Okay, I'll split my answer in two and you are asking two things. (And I am assuming that by "all protein" you mean all the protein you care about. Not, the whole human proteome say...)
Find homologues
To find homologues of a protein BLAST is the best tool. It is a GUI, but there is a command line version to run locally assuming you download all the protein (a lot) or a Restful API, which has many wrappers including in Biopython. Proteins diverge most on the surface so similarity above 70% is still okay for your hits, but lower might be iffy. Lower than 20% and short match is likely junk. Proteins are divided into families and PFam ID are a great resource and appear in uniprot entries for protein, which is one of the best general use DB for protein.
Alt data
if not and Chembl or in PubChem are working for you, you might need get creative.
When you say you did a virtual screen, did you dock a library and potential cross-validate the scores? If not and instead you split up your molecules by functional group and properties (QSAR kind of thing) and used that data to train a model to predict the bioactivity outcome when available. In which, case, in the case of your target protein where you don't have bioactivity data, you could do docking to see if the data correlates. To do that you might need to make a structural model of your protein if a 3D structure is not available in PDB. You might find a threaded model in Expasy Swissmodel, but if not then using an model generated with ITasser or Phyre (Threaded/ab initio) will be no good for docking.
Alternatively and totally a long shot... if your protein is an enzyme and you just need a few targets, BRENDA is a good resource to find the parameters of the native metabolites and promiscuous activities —which can be used a positive controls for any virtual screen, although metabolites aren't very drug like (sensu Lipinski's rule of five). That is, whereas Uniprot or MetaCyc and other sites just give the physiological substrate, BRENDA will tells you about similar compounds that still bind, but badly.
Thank you very much for your kind and detailed answer.
I think, my question was not detailed enough as your second answer is quite different than I expect. Let me explain in more detail.
My main goal is to find hit compounds, from Chembl or similar other databases like ZINC , which binds to my target protein of human. The protein does not have any bioactivity data in Chembl or anywhere.
In order to virtually screen all the Chembl and ZINC compounds for my target protein, I need to first train my model with some bioactivity/binding affinity data.
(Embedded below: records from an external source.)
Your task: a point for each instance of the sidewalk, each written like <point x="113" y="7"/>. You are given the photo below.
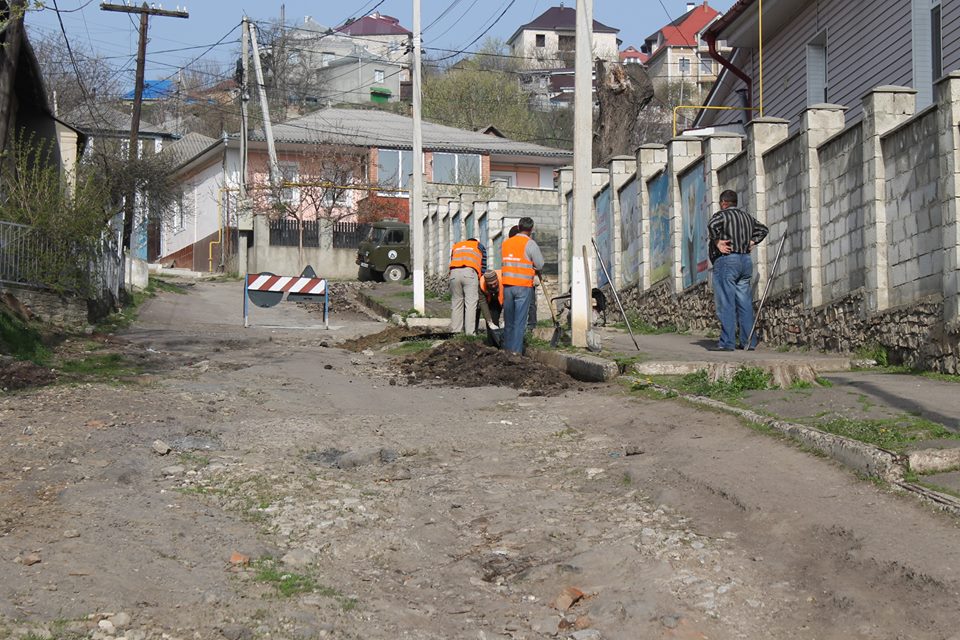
<point x="872" y="397"/>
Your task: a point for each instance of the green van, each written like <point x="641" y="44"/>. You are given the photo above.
<point x="385" y="253"/>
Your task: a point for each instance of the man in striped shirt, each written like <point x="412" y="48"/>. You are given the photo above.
<point x="733" y="234"/>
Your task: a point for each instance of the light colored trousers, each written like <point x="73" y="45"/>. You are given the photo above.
<point x="464" y="296"/>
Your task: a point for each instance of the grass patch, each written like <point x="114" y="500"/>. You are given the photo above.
<point x="288" y="584"/>
<point x="941" y="377"/>
<point x="21" y="340"/>
<point x="745" y="379"/>
<point x="99" y="367"/>
<point x="128" y="313"/>
<point x="893" y="434"/>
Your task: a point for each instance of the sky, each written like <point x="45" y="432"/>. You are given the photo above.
<point x="212" y="33"/>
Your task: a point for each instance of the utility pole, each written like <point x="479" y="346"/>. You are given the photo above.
<point x="145" y="12"/>
<point x="244" y="101"/>
<point x="416" y="194"/>
<point x="582" y="172"/>
<point x="244" y="213"/>
<point x="265" y="108"/>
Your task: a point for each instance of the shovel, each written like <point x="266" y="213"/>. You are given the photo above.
<point x="557" y="329"/>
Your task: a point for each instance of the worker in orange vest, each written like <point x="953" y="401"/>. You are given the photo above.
<point x="491" y="305"/>
<point x="522" y="262"/>
<point x="468" y="259"/>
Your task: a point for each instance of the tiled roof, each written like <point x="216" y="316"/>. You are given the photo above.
<point x="188" y="147"/>
<point x="683" y="31"/>
<point x="559" y="19"/>
<point x="374" y="24"/>
<point x="372" y="128"/>
<point x="633" y="52"/>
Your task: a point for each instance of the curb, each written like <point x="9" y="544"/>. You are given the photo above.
<point x="580" y="367"/>
<point x="867" y="459"/>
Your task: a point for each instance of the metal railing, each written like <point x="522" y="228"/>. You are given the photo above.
<point x="27" y="258"/>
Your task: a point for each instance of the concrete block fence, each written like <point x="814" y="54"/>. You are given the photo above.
<point x="869" y="212"/>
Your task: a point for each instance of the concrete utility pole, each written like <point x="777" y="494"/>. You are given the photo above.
<point x="244" y="101"/>
<point x="145" y="12"/>
<point x="582" y="172"/>
<point x="265" y="108"/>
<point x="416" y="194"/>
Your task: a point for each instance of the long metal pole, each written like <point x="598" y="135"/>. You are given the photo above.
<point x="616" y="296"/>
<point x="766" y="290"/>
<point x="265" y="108"/>
<point x="244" y="100"/>
<point x="582" y="172"/>
<point x="416" y="194"/>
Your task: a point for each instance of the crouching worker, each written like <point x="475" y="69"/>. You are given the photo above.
<point x="491" y="305"/>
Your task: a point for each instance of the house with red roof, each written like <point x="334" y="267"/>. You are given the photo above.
<point x="632" y="55"/>
<point x="549" y="40"/>
<point x="677" y="51"/>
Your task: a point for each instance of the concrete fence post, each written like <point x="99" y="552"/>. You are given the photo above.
<point x="622" y="168"/>
<point x="651" y="160"/>
<point x="883" y="109"/>
<point x="681" y="153"/>
<point x="564" y="186"/>
<point x="820" y="122"/>
<point x="762" y="135"/>
<point x="948" y="118"/>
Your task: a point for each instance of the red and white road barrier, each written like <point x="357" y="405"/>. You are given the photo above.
<point x="287" y="284"/>
<point x="267" y="290"/>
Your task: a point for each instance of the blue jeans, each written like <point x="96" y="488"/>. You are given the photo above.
<point x="516" y="308"/>
<point x="731" y="293"/>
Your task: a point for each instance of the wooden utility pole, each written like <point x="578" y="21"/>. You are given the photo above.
<point x="416" y="193"/>
<point x="145" y="11"/>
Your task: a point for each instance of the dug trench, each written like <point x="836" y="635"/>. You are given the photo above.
<point x="305" y="496"/>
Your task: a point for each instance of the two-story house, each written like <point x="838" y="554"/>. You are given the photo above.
<point x="549" y="40"/>
<point x="828" y="51"/>
<point x="365" y="158"/>
<point x="363" y="61"/>
<point x="677" y="55"/>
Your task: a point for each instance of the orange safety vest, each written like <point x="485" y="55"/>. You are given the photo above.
<point x="467" y="254"/>
<point x="518" y="271"/>
<point x="483" y="285"/>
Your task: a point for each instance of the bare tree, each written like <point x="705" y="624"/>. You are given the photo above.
<point x="322" y="182"/>
<point x="63" y="84"/>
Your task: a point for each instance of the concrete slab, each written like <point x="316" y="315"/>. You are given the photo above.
<point x="949" y="481"/>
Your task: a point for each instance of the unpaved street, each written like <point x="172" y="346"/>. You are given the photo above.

My main question is, what is the best way to get bioactivity data for this target protein. Is protein similarity search for my target protein is a reasonable approach (assuming that some of the proteins have bioactivity data in Chembl and I can use them to train my model). If so, how can I find proteins similar to my target protein? Your suggestion of the BLAST web site for protein similarity search is helpful but when I tried the example sequence in the web site, it did not seem to be easily appearant to get what I want. I am not sure how can I get the proteins from the results shown in the table. Do you know any tutorial that describes this process or can you also shortly describe the process as well? Is the "Percent Identity" column is the one you mentioned for "similarity above 70%"?
Sorry for delay. Yes, in the absence of any data (few proteins have), a protein similarity search is the best fallback approach. Keeping an eye out for sequence divergence (yes % identity is the column I meat), especially the active site residues (even with a model made as mentioned above). If you get many close homologues with bioactivity data and differences in activity of a given compound would indicate differences in the binding pocket (which can be checked by looking at the structural model).
There are loads of tutorials online on how to use Blast and I was slow at replying here, so I assume that the using Blast hurdle is cleared.
It is a reasonable approach to get data for your task, but not having any data to start with is far from ideal as the results will be compounds with broad activities. Say you opt for using the non-conflicting bioactivity data of the homologues, you'd risk uncovering the obvious, say beta-chloroalanine inhibits PLP-dependent enzymes or GTPγS messes with G-proteins... Note that the lack of data would be fine for a (normal) force-field based virtual screen (i.e. with structures), although the starting point there is most often robotic fragment-based screening or synthons of the wild type ligand.